While ChatGPT is all the rage currently, bot detectors being developed will expose the writing that lacks ‘humanity.’ (Source: Adobe Stock)

Article Describes the Tech Fighting Back Against Chatbots, Text Generators

Just when we thought we had found the answer to unlimited creative content using chatbots or AI-assisted text generators, a writer named Melissa Morrone lets all the air out of that balloon.

Writing for the site fastcompany.com Marrone brings up three different detection tools that are or will soon be available. Teachers, publishers, and even HR departments will be pleased to hear about these programs. Here is how she begins:

“We asked ChatGPT to ‘write an article about tools to detect if the text is written by ChatGPT’ and fed the results to the tools below. All of them determined—or suspected—that the text had probably been written by an AI. Then we fed the text of this article to these same tools—and, thankfully, they confirmed our humanity.”

GPT-2 Output Detector

OpenAI has been wowing the internet with its efforts to replicate human intelligence and artistic ability since way back in 2015. But this past November, the company finally went mega-viral with the release of the AI text generator ChatGPT. Users of the beta tool posted examples of AI-generated text responses to prompts that looked so legit, it struck fear in the hearts of teachers and even made Google worry that the tool would kill its search business.

Marrone goes on to say who better to build a chatbot detector than the engineers who invented them?

The online demo of the GPT-2 output detector model lets you paste the text into a box and immediately see the likelihood that the text was written by AI. According to research from OpenAI, the tool has a relatively high detection rate, but “needs to be paired with metadata-based approaches, human judgment, and public education to be more effective.”

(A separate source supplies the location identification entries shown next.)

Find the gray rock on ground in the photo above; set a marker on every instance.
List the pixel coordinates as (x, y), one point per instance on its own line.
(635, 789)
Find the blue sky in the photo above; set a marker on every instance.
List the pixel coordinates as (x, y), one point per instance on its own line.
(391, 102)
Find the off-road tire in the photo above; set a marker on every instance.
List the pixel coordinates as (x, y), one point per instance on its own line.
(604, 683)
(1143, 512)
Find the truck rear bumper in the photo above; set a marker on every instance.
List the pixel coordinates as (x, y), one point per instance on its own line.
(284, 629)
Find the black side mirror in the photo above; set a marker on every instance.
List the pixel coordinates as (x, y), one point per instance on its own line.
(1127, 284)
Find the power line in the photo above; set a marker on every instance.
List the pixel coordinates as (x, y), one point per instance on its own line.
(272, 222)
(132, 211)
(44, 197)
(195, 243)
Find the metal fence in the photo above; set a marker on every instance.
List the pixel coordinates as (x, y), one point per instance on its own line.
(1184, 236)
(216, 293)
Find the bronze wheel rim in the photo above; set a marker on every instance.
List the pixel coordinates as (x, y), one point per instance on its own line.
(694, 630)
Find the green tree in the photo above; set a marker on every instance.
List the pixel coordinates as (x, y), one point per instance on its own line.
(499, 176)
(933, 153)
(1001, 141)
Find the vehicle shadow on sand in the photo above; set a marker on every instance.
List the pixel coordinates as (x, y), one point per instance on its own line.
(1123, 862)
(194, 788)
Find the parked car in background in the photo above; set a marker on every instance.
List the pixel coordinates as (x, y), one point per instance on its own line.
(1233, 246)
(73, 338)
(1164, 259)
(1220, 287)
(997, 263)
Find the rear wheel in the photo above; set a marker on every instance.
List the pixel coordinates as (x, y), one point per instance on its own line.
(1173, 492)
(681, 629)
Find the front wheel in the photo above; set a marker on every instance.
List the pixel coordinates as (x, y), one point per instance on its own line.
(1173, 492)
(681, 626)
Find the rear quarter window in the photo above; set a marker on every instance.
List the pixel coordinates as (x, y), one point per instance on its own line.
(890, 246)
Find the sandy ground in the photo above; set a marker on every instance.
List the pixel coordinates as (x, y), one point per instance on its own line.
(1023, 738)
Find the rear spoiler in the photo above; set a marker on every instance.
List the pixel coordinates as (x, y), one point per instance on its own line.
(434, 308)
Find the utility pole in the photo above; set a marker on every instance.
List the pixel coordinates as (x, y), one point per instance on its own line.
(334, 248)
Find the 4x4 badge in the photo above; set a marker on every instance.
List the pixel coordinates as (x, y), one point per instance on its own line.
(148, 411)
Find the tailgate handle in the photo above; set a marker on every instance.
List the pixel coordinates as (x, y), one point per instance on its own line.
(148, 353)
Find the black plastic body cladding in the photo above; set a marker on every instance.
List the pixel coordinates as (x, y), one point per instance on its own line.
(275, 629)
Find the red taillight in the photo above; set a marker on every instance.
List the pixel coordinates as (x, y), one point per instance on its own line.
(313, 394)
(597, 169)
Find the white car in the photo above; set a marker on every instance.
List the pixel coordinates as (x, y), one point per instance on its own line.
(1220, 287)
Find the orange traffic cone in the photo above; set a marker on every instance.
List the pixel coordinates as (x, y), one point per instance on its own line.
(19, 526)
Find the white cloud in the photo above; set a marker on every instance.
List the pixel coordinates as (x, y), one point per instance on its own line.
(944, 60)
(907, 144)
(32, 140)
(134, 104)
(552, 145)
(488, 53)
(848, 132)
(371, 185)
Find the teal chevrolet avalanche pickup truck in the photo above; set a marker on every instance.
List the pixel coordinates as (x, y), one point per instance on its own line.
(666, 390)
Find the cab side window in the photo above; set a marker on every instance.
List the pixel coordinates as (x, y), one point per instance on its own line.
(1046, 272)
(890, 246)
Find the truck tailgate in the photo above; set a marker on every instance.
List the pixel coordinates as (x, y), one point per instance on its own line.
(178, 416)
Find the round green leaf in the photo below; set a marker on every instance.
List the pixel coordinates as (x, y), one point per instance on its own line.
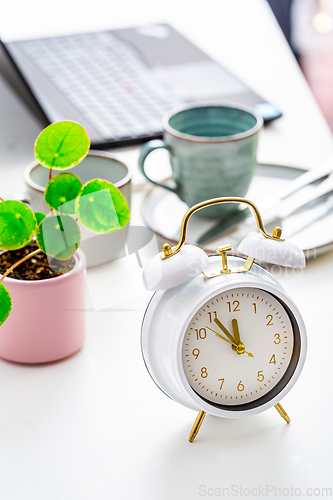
(17, 224)
(61, 191)
(62, 145)
(101, 207)
(5, 303)
(58, 236)
(39, 217)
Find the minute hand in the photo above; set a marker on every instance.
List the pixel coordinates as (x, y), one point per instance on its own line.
(225, 331)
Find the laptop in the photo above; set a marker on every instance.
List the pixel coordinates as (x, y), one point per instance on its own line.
(118, 84)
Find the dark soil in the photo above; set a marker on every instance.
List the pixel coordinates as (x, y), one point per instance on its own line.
(35, 268)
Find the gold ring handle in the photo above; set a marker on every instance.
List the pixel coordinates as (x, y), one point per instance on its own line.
(169, 252)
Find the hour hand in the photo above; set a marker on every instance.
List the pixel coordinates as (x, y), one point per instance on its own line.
(235, 330)
(225, 331)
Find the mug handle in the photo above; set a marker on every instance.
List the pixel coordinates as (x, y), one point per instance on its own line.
(145, 151)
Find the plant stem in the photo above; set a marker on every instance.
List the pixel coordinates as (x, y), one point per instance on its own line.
(18, 263)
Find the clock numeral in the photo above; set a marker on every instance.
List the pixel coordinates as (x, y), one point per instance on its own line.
(278, 338)
(270, 320)
(273, 360)
(201, 334)
(260, 377)
(196, 353)
(235, 306)
(222, 382)
(240, 386)
(210, 316)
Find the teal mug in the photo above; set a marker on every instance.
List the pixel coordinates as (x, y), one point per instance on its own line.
(213, 151)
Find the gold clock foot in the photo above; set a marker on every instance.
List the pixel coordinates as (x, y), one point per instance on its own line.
(282, 412)
(196, 426)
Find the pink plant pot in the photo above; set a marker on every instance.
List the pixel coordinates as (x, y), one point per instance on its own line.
(48, 319)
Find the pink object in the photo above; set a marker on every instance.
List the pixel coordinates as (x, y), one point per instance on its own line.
(48, 318)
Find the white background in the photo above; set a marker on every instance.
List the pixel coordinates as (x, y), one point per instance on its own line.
(94, 426)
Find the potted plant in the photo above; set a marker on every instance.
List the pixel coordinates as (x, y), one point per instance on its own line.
(42, 283)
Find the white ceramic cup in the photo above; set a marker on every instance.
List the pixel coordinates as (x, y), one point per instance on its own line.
(98, 248)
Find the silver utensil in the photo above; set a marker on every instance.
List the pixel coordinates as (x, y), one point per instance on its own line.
(283, 209)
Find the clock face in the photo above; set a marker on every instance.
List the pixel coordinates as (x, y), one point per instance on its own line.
(239, 347)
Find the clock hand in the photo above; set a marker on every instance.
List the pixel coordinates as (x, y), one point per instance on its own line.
(225, 331)
(221, 336)
(239, 347)
(235, 330)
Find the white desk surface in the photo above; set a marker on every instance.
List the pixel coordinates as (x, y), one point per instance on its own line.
(94, 426)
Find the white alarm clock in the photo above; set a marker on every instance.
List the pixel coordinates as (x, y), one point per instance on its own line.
(223, 337)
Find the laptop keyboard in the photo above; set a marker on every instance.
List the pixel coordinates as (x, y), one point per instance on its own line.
(106, 81)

GLTR (Giant Language Model Test Room)

This next detector comes from the minds at MIT.

When OpenAI released GPT-2 in 2019, the folks from the MIT-IBM Watson AI Lab and the Harvard Natural Language Processing Group joined forces to create an algorithm that attempts to detect if the text was written by a bot.

A computer-generated text might look like it was written by a human, but a human writer is more likely to select unpredictable words. Using the “it takes one to know one” method, if the GLTR algorithm can predict the next word in a sentence, then it will assume that sentence has been written by a bot.

GPTZero

Last week Seeflection.com mentioned the inventor of this final program that Marrone includes in her article.

Edward Tian was busy on New Year’s Eve creating GPTZero, an app that can help determine if a text has been written by a human or a bot. As a 22-year-old senior at Princeton, Tian understands how college professors might have a vested interest in detecting “AIgiarism” (plagiarism, but with the help of AI.)

Tian says his tool measures randomness in sentences (“perplexity”) plus overall randomness (“burstiness”) to calculate the probability that the text was written by ChatGPT. Since tweeting about GPTZero on January 2, Tian says he’s already been approached by VCs wanting to invest and will be developing updated versions soon.

Up next in the chatbot versus detector saga? Watermarks.